Mainstream media have made a lot of fuss about President Trump’s approval ratings. Admittedly, he hasn’t polled as well as did past presidents during their first years in office. After winning the presidency in a hard-fought campaign, it was inevitable Trump would continue to face opposition once in the Oval Office.
According to Gallup’s daily approval rating poll, Trump started with an even slate, with 45% of Americans approving of him and 45% disapproving. The gap got bigger throughout 2017, with his disapproval rating peaking at 62% on October 29.
Since then, Trump’s approval ratings have recovered somewhat.
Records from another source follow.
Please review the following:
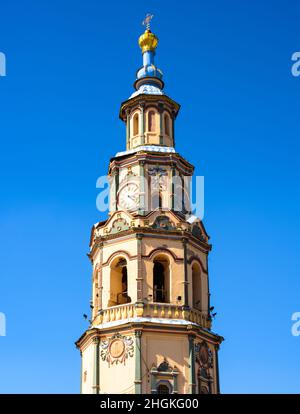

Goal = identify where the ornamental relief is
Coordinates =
[100,333,134,366]
[195,341,214,368]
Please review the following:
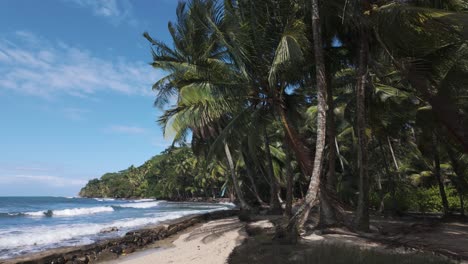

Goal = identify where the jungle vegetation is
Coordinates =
[82,0,468,235]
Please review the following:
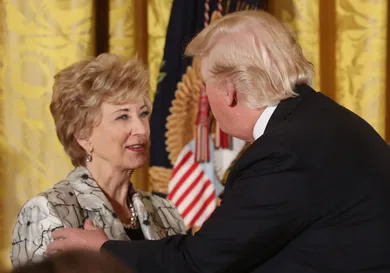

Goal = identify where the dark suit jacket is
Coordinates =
[102,85,390,273]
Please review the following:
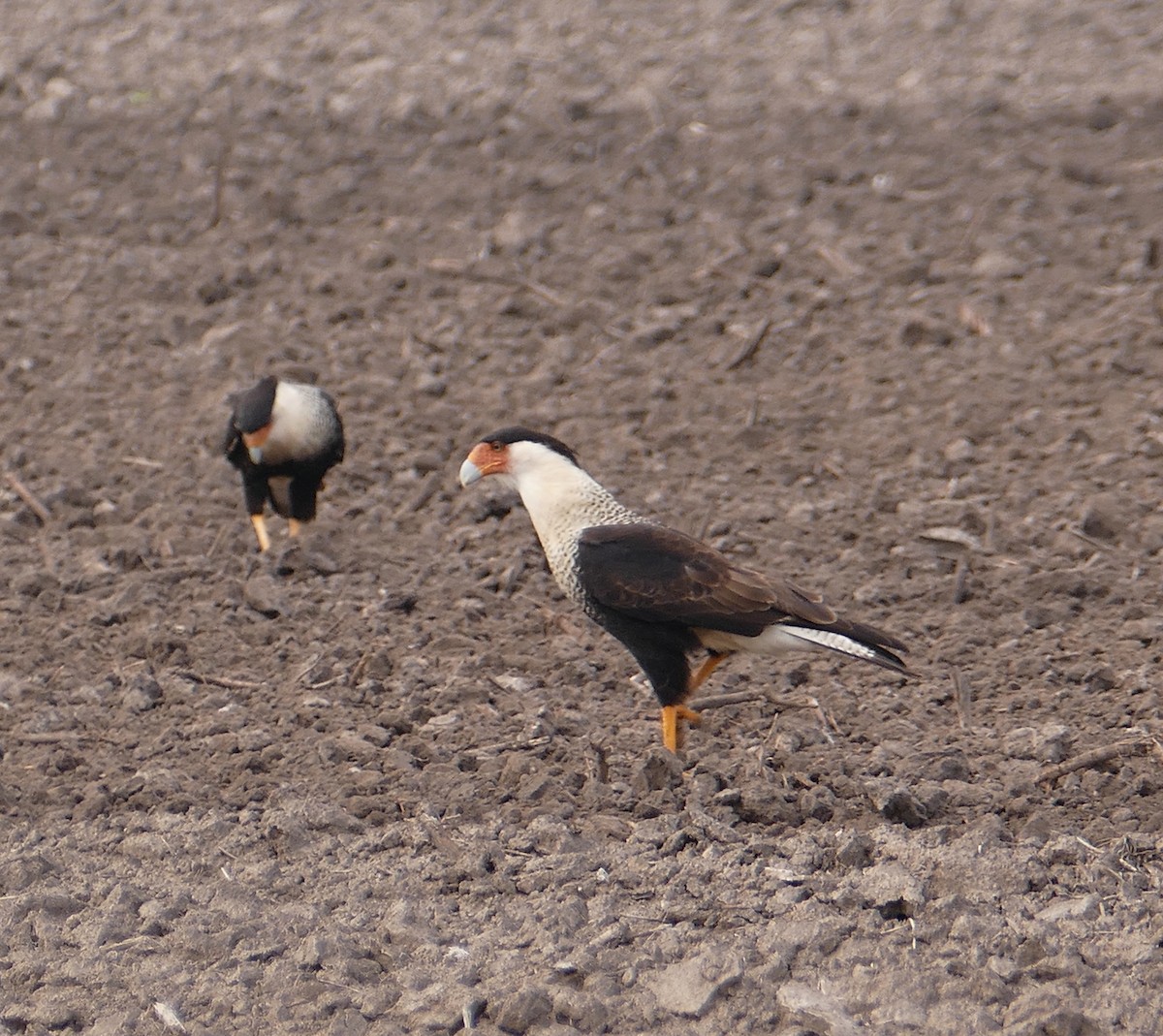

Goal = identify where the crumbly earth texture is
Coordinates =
[0,0,1163,1036]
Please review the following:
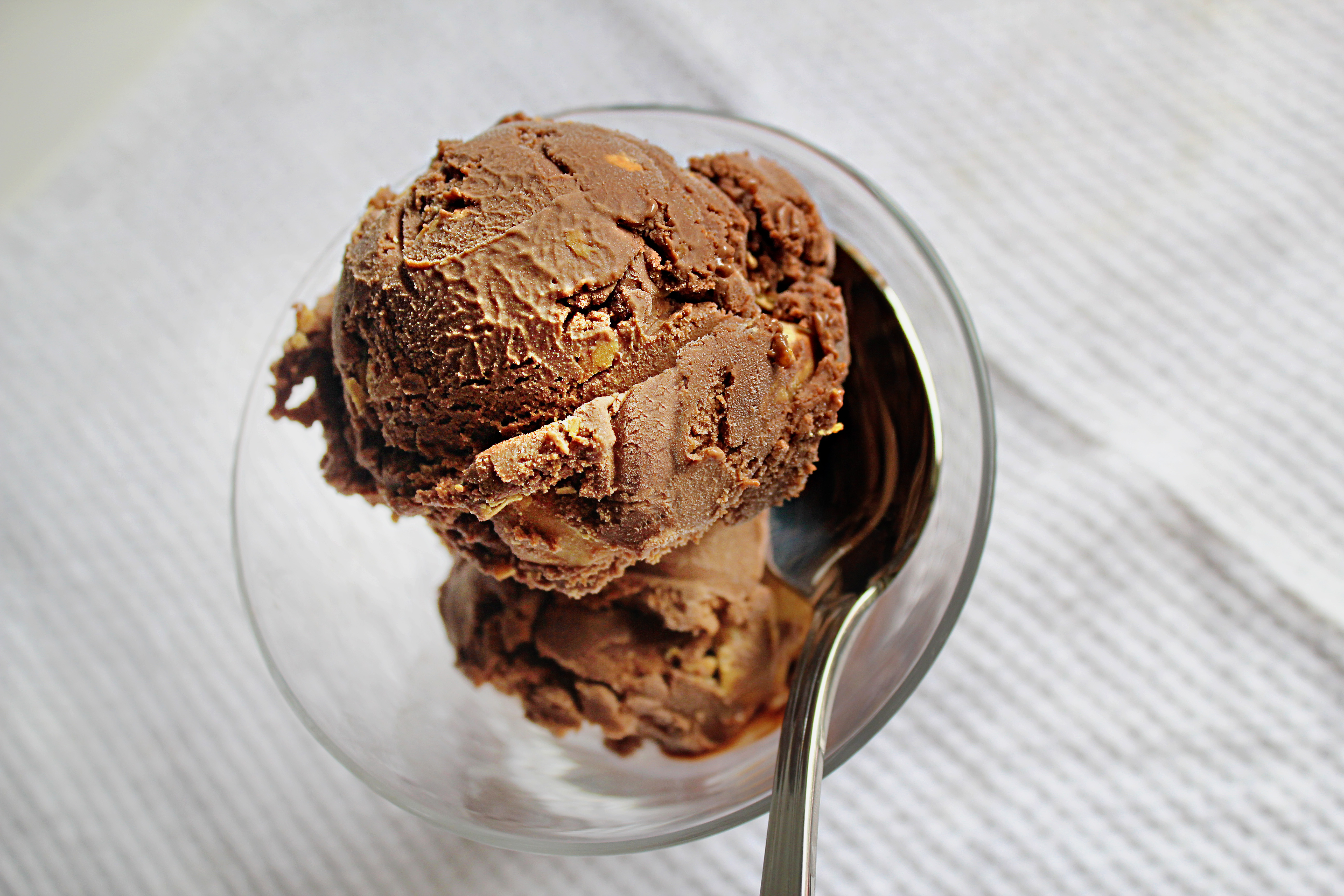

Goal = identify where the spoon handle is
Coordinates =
[761,590,874,896]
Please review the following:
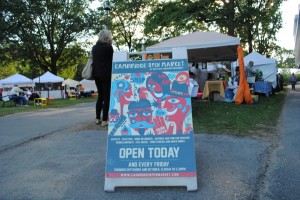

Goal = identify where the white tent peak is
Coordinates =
[147,31,240,51]
[0,74,33,86]
[33,71,64,83]
[146,31,240,62]
[244,51,276,66]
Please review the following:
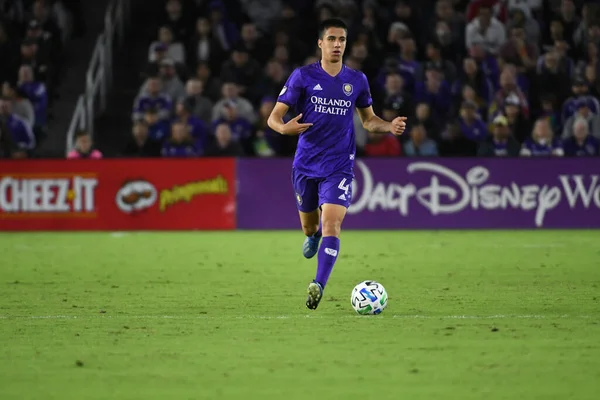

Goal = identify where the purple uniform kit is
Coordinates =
[277,62,373,212]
An aggregate approval rating put together by 538 found that 38.8% of Americans currently approve, against 56.2% who disapprove.
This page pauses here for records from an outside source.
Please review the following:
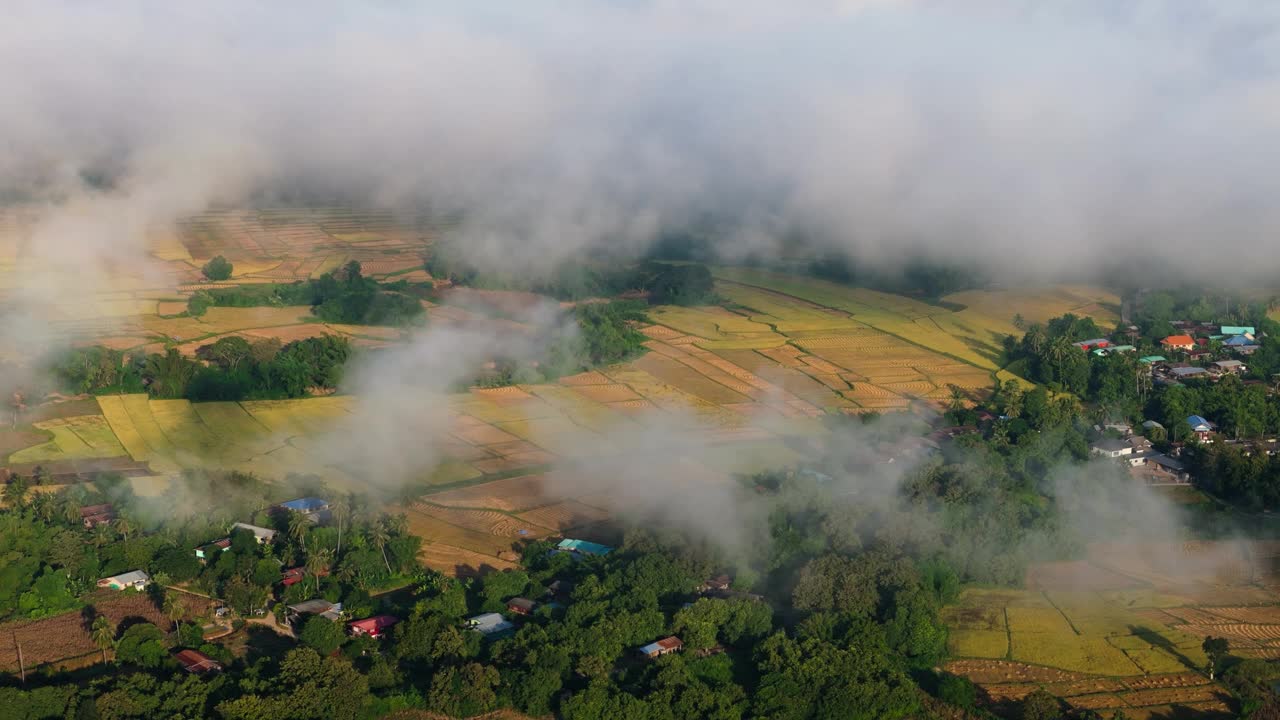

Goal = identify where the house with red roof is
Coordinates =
[347,615,399,639]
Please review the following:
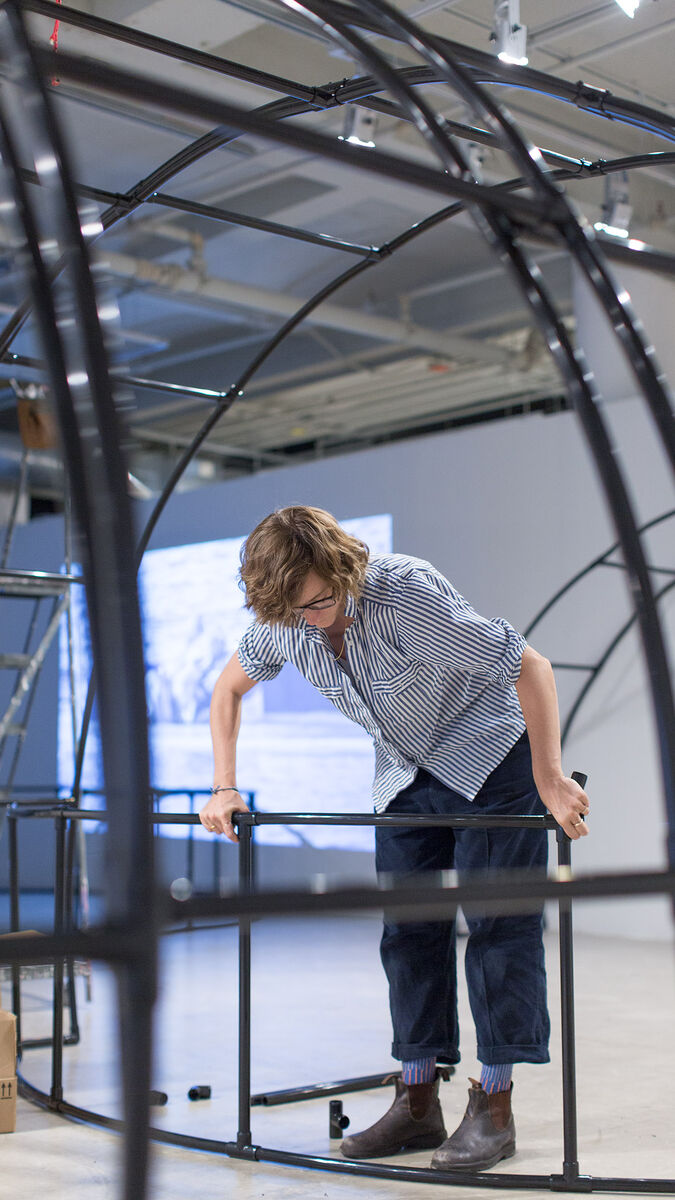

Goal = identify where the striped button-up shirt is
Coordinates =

President Trump will probably never be particularly popular—a large group of Americans have made up their minds to oppose him no matter.
However, recovering polling numbers are a sign that Trump will have more breathing room to govern as 2018 moves along.
Why is that important? With more public support—even if it’s only slightly more—the president will be able to implement his pro-business agenda more fully. That’s good news for stock market investors.
Presidential Approval Ratings and Stock Market Performance
Academic research indicates there’s a positive correlation between stock market performance and presidential approval ratings. When the stock market gains the value, the president’s approval rating tends to go up. When the stock market drops, so do perceptions of the president.
What less obvious, however, is what causes what. Does a stronger stock market cause the public to feel better about the person occupying the oval office? Or does the presence of a popular president lead to a general increase in business confidence, which boosts the stock market? What if both happen at the same time?
A 2013 paper by Christine Fauvelle-Aymar of the University of Tours and Mary Stegmaier of the University of Missouri focuses on the first point: that presidential approval ratings tend to follow stock market performance.
Here’s a short excerpt from their paper:
A thriving market signals vibrancy in the business community and increased wealth for stockholders, while a slumping market indicates general economic malaise and declining levels of personal wealth. Second, responsibility for stock performance can be assigned to the President.
Since stock returns are affected by economic conditions, and the government has policy instruments to steer the economy, the link exists for the public to punish or reward the president accordingly, just as they would for other macroeconomic outcomes.
Not only do they find that stock market performance is important—they find it’s the most important predictor of presidential approval.
Why? Because so many Americans currently own stocks. These days, more than half of American households own stocks—up from roughly one-third during the 1980s. A lot of people have direct skin in the game, so a stock market uptick (or downturn) affects them directly.
Trump’s Approval Ratings Will Continue to Rise
President Trump is overseeing record-breaking growth in the stock market. The S&P 500 is currently at 2,872.87—up 32.7% since Trump was elected in 2016. The Dow Jones Industrial Average is at 26,616.71—having gained 41.2% since the election.
What about the NASDAQ Composite? That’s booming too, up to 7,505.77 and gaining 43.3% over the same time period.
These trends are likely to continue—not forever, obviously, but at least through the end of 2018. US GDP is expected to grow by 2.7% this year, and the recently-passed GOP tax bill should give the stock market an extra push.
With a continuing stock market expansion, President Trump’s approval ratings should continue to rise. That means more popular support for the pro-business, pro-growth agenda that has benefitted so many investors.
It also means the GOP will have better chances of holding onto majorities in the House and Senate in the midterm elections coming up this Fall. That’s crucial—with strong Republican majorities in Congress, the country’s economic revival will have a better chance of continuing.
This is a self-fulfilling prophecy: stock market growth means higher approval ratings, which feed right back into higher stock market growth. As long as President Trump keeps doing what he’s doing, he’ll keep winning. Investors will keep winning, too.